Miro las caras de mis compañeros intentando no llorar. Sus facciones son distintas, ya no son unos niños, han crecido. Pasan del metro y medio, aunque antes pareciera imposible. Hablan de temas con sentido y sus voces son más graves de lo que eran. Muchos ya se afeitan y otras se maquillan (mascara de pestañas, pintalabios, sombras de ojos y otras tonterías). Ahora tienen grandes aspiraciones, han dejado astronautas, cantantes y princesas atrás. Quieren ser personas respetables: abogados, periodistas, militares, diseñadores o padres de familia. En sus ojos un recuerdo, el más grande que han vivido. Todas aquellas experiencias que hemos compartido. Tantas locuras, primeras veces, amores, paranoias, desgracias, alegrías y estupideces ahora quedaran en el recuerdo y puede que más adelante en el olvido.
Es el fin de otra etapa y esta vez somos lo suficientemente maduros para entender lo que esto conlleva.

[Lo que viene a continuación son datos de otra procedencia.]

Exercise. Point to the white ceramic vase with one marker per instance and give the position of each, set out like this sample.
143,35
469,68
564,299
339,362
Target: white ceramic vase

Juntos nos hemos convertido en las personas que queríamos ser. Pero, ahora, es posible que no nos volvamos a ver, es posible que perdamos el contacto, que el destino de cada uno nos lleve por caminos distintos. Y que, más tarde, para los demás, sólo seamos nombres que alguna vez han existido. Nombres guardados en un recuerdo hecho añicos por el paso del tiempo. Pero, aun así, seguiremos siendo conscientes de que estos nombres, aunque no sepamos de dónde vienen o dónde han ido, han formado parte de una etapa fundamental de nuestra vida.
Porque hay que seguir adelante, conocer gente nueva y vivir sin pensar en lo que hemos perdido. Ya que las amistades y las aventuras vividas con estas no se pierden.